P: And then it gets absorbed by the production system that exists?
KE: It takes advantage of the fact that this matrix space is already filled with multipliers.
P: This all sounds a bit maniacal…
KE: Well, maybe you’re creating another masquerade. You’re not really controlling anything, you’re seeing if you can get someone else to take it up, to bite on the hook. I would say you can’t hope to infiltrate any of those organizations unless you are controlling both the change to the organization and some fiction floating on top of it. You’re making the shiny thing that someone’s going to pick up, but it’s got to have the shine. It’s got to have the story. There is no hope of changing these big organizations without being confidence men in that way—hustlers. You have to be good at manipulating cultural fictions.
P: Do you think it’s true that no matter what mechanism you come up with, there’s always, inevitably, a counter?
KE: Yeah, and we’re not used to that. I think we’d be more comfortable if we could be eternally right. And we still think that the master plan that we have in the drawer was the right idea if only everyone was pure enough or smart enough to get it. And so we can continue to congratulate ourselves that we did do it, it just wasn’t ever executed. More interesting is a different habit of mind about move and counter-move, about a kind of agility, about staying in the game, and about different kinds of organs of design which allow you to shape time-released form. Does that sort of form allow you to be agile enough to respond to the move when you’re out maneuvered?
P: Are there any examples of someone who has successfully done this? Or some institution or some idea that has been a contagion? Or is this something that you’re hoping might come out of these unveilings but hasn’t yet taken place?
KE: There is not a robust track record or list of precedents. This is an approach that suggests some different kinds of practice.
P: What do you think of architectural education, then, if this is the possibility that you imagine for architects?
KE: You can work on a political imagination while you’re going to school that might lead to alternative practices. I’m always amazed when I teach this course called Launch. The architecture students have incredible ideas, but they are sometimes not sure how to pursue them. And it must have something to do with our disciplinary hierarchies that cultivate obedience and low expectations.

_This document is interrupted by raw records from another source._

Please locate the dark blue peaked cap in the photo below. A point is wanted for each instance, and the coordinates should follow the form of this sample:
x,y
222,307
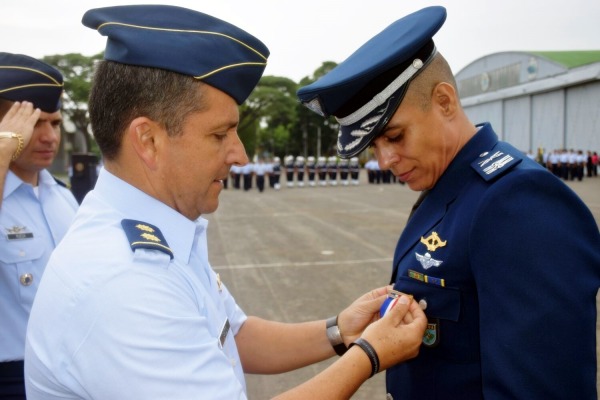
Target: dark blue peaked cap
x,y
365,90
23,78
184,41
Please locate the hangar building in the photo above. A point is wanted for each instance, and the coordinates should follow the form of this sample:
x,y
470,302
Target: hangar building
x,y
534,100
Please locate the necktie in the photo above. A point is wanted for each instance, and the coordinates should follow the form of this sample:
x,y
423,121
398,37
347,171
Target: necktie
x,y
422,196
420,199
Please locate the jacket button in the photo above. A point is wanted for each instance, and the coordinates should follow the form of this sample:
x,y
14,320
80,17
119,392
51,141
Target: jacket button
x,y
26,279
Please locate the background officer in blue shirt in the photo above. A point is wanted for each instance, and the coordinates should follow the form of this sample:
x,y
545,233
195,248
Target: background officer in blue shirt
x,y
129,306
510,298
35,210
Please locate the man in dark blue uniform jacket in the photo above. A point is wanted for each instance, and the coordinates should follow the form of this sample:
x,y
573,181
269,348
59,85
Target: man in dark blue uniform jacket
x,y
502,256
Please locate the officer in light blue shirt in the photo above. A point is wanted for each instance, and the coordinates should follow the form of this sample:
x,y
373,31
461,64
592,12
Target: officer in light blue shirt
x,y
502,255
129,307
35,209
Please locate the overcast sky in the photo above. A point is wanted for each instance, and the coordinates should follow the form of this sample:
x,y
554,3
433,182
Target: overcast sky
x,y
301,34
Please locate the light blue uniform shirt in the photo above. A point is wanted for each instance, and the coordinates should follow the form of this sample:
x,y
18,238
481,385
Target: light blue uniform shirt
x,y
31,229
114,323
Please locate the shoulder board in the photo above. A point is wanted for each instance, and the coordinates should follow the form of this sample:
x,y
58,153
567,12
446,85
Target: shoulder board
x,y
142,235
497,162
61,183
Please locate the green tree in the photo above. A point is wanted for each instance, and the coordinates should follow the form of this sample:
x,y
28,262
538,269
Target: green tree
x,y
77,71
268,116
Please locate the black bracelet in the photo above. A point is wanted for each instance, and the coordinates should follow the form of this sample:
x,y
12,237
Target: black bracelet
x,y
371,353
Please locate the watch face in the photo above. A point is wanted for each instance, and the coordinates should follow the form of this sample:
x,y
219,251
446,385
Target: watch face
x,y
484,81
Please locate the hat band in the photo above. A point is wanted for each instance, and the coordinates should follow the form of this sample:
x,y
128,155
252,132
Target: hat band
x,y
381,97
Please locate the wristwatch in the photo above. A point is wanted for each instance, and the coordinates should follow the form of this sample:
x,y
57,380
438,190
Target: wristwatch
x,y
335,336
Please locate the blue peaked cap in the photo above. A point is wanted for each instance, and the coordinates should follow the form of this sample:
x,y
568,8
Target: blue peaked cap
x,y
365,90
23,78
184,41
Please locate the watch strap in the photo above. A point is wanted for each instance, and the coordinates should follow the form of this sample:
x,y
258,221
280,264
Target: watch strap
x,y
335,336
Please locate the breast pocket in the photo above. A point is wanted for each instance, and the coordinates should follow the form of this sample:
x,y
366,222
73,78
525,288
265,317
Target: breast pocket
x,y
455,311
22,266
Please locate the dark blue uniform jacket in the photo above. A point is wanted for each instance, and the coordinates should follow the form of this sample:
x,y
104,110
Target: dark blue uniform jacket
x,y
519,255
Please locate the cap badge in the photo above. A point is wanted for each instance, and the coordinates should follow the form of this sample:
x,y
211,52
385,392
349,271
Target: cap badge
x,y
433,242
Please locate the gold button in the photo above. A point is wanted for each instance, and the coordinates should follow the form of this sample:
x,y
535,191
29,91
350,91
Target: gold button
x,y
26,279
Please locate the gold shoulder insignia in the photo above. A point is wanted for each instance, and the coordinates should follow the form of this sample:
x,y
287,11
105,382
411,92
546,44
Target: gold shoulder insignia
x,y
433,241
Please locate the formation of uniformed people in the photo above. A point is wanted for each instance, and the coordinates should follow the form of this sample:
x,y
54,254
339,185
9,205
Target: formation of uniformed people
x,y
571,165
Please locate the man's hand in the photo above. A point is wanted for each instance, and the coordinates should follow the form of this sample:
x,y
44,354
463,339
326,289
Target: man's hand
x,y
21,119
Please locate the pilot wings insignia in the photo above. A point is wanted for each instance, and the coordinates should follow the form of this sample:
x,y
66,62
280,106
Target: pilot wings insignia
x,y
427,262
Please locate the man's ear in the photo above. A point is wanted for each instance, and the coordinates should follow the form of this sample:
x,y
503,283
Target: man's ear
x,y
145,136
446,98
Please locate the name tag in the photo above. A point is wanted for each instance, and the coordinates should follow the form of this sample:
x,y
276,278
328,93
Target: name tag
x,y
224,332
19,236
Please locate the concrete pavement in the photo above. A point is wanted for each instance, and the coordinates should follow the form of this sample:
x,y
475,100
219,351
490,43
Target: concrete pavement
x,y
305,253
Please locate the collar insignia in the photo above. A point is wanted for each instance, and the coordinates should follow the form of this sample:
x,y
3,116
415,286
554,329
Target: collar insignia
x,y
427,261
433,242
18,232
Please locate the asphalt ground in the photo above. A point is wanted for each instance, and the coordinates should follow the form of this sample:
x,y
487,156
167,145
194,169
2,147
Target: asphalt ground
x,y
301,254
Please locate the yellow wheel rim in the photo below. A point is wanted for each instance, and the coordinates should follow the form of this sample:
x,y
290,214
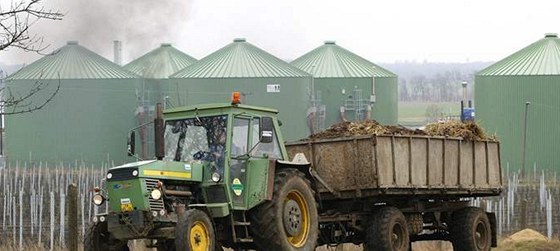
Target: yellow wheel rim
x,y
198,239
299,239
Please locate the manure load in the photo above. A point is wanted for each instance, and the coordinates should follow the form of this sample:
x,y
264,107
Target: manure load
x,y
353,161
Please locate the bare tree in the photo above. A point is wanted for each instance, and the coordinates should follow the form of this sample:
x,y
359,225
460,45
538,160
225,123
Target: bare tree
x,y
15,22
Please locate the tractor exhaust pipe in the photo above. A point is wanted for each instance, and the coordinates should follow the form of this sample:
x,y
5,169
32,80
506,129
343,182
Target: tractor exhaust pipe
x,y
158,132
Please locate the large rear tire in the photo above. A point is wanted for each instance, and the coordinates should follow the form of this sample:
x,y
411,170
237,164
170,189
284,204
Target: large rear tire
x,y
97,238
195,232
470,230
289,222
387,230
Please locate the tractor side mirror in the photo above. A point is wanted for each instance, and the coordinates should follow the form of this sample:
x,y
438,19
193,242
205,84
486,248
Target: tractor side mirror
x,y
131,143
266,128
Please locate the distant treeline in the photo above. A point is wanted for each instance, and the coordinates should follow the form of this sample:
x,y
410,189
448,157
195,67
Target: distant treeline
x,y
435,82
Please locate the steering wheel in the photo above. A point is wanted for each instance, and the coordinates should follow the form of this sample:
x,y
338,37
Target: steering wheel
x,y
203,155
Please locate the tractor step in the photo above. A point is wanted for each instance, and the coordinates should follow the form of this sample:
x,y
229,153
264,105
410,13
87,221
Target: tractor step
x,y
244,240
241,223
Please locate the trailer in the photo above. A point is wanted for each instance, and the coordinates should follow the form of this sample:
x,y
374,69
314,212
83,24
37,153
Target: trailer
x,y
364,183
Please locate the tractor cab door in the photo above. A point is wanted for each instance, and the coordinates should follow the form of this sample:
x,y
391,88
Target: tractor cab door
x,y
249,162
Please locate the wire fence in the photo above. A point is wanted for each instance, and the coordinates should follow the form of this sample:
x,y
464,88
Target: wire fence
x,y
33,199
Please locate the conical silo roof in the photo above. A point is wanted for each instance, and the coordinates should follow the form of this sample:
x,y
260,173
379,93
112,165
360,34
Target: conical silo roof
x,y
539,58
72,61
160,63
240,59
333,61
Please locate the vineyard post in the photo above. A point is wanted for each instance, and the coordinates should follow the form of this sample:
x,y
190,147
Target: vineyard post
x,y
72,202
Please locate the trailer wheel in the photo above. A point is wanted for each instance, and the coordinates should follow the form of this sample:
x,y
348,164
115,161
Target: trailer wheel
x,y
289,221
470,230
195,232
387,230
96,238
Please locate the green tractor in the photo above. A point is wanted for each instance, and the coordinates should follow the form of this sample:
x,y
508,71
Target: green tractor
x,y
220,178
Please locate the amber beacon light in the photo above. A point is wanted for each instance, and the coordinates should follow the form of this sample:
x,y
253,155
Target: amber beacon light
x,y
236,98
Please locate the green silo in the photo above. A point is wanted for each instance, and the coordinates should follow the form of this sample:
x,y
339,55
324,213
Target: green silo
x,y
87,120
262,79
155,67
501,92
349,86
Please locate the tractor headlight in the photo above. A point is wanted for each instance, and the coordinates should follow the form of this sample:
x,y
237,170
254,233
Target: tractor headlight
x,y
216,177
156,194
98,199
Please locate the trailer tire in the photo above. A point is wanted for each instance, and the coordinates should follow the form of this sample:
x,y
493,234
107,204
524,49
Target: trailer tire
x,y
470,230
387,230
289,222
96,238
195,231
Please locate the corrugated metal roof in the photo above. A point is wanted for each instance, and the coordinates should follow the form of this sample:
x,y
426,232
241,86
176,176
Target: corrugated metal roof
x,y
160,63
539,58
333,61
72,61
240,59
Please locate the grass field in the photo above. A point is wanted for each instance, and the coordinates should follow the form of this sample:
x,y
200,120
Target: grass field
x,y
414,113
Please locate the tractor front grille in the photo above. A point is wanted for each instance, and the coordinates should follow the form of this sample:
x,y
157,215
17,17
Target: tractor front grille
x,y
155,205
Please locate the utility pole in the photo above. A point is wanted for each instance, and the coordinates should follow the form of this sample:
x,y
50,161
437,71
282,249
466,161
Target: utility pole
x,y
524,141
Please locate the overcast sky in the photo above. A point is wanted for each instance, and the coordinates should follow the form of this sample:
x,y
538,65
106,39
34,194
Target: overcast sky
x,y
380,31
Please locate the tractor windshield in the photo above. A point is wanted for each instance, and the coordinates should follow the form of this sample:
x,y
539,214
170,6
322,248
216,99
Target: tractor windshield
x,y
199,138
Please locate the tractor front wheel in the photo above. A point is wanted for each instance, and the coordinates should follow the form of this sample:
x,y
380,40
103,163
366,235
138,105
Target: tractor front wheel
x,y
195,232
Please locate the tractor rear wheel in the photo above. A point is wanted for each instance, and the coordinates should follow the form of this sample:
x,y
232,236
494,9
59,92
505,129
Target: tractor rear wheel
x,y
289,221
470,230
387,230
195,232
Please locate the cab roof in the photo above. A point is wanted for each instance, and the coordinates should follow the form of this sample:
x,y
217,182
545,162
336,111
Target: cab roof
x,y
202,107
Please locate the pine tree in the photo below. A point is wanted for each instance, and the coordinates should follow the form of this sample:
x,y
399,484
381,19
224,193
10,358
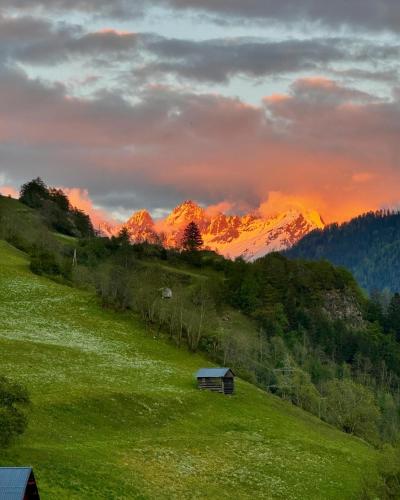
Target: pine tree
x,y
192,239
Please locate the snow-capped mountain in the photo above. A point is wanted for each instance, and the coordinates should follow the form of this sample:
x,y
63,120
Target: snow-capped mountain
x,y
250,236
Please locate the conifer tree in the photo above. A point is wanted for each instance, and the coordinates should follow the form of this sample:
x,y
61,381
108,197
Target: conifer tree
x,y
192,239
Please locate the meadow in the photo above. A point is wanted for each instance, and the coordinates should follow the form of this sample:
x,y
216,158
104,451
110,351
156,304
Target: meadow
x,y
116,413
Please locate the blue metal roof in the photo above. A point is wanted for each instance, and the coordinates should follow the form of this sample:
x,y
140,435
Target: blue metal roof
x,y
13,482
212,372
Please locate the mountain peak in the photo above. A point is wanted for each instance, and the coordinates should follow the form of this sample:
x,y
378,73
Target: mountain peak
x,y
186,212
250,236
141,218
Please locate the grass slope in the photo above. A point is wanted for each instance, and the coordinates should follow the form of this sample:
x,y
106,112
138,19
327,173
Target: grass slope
x,y
116,413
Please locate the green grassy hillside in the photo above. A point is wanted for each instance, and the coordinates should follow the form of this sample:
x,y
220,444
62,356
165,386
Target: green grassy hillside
x,y
116,414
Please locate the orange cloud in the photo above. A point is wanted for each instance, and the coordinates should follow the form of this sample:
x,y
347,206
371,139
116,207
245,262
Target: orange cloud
x,y
79,198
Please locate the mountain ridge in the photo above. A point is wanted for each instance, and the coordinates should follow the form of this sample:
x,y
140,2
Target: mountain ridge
x,y
249,236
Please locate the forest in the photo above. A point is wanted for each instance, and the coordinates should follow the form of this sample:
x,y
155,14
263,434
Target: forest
x,y
304,331
368,246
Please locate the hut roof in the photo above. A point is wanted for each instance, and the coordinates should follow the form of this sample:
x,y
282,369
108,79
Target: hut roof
x,y
213,372
13,482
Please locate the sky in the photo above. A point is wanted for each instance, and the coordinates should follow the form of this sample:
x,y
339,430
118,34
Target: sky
x,y
256,105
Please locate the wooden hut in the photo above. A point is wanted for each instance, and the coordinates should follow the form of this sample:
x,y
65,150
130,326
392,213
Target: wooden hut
x,y
18,483
216,379
166,293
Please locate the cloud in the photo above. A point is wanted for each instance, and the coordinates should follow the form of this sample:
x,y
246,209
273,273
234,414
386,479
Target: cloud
x,y
9,191
366,14
312,143
79,198
219,60
40,41
362,14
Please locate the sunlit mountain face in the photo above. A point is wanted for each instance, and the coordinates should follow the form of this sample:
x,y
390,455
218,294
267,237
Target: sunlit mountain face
x,y
249,236
242,104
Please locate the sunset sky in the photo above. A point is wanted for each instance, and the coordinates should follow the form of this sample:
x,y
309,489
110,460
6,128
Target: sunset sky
x,y
240,104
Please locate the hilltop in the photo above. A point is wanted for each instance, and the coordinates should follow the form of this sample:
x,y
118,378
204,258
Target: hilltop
x,y
116,413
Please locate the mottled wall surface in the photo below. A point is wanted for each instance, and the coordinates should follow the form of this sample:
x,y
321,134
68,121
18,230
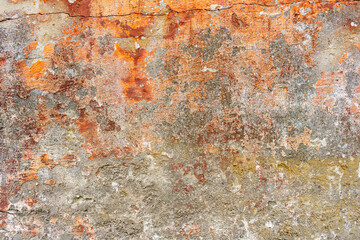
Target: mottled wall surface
x,y
179,119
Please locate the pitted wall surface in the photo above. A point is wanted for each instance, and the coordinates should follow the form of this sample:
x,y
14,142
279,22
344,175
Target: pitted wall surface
x,y
207,119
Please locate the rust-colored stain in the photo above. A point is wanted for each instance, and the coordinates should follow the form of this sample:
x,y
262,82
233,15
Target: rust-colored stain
x,y
206,119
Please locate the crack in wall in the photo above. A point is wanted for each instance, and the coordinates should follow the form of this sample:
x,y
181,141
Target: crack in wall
x,y
218,8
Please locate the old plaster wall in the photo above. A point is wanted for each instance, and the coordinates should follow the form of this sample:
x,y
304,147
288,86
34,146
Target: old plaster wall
x,y
192,119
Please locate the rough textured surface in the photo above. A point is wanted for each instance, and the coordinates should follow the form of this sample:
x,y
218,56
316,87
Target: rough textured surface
x,y
193,119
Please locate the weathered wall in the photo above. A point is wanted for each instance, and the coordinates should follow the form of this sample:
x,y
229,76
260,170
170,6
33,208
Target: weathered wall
x,y
212,119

P: As students, we are conditioned to view ourselves as subject to whatever brief is given to us—we can innovate or iterate on top of that brief, but we’re rarely given the opportunity to propose. So I wonder, is that an area of the architecture education that you feel is lacking? That in three years of school we’re told that we’re not in the room when it’s decided what will go somewhere—we’re the person that comes into the room after the discussion is over?
KE: Yeah, I always say this, but for advanced studios—well even core studios—you can set up a structure where the work is rehearsing our reactivity to a changing set of conditions—the architectural equivalent of an improvisation class in drama school. So I’ve done studios where everything changes at certain points and you have to start again, where different circumstances are thrown at you. And in the Launch class it’s more that the architect is an inventor, or space is the medium of invention—space is elevated to the primary medium of invention.
P: But then, in a real-world context, when would we ever find ourselves in a position where we’re empowered to use space in that way?
KE: It might be difficult, but it’s just too obvious that so many huge consequential changes in the world are spatial. We may not have our hands on them yet, but they are spatial. The world is changing by the thousands of acres a minute. Isn’t there a chance that those of us trained to make space might know something about it?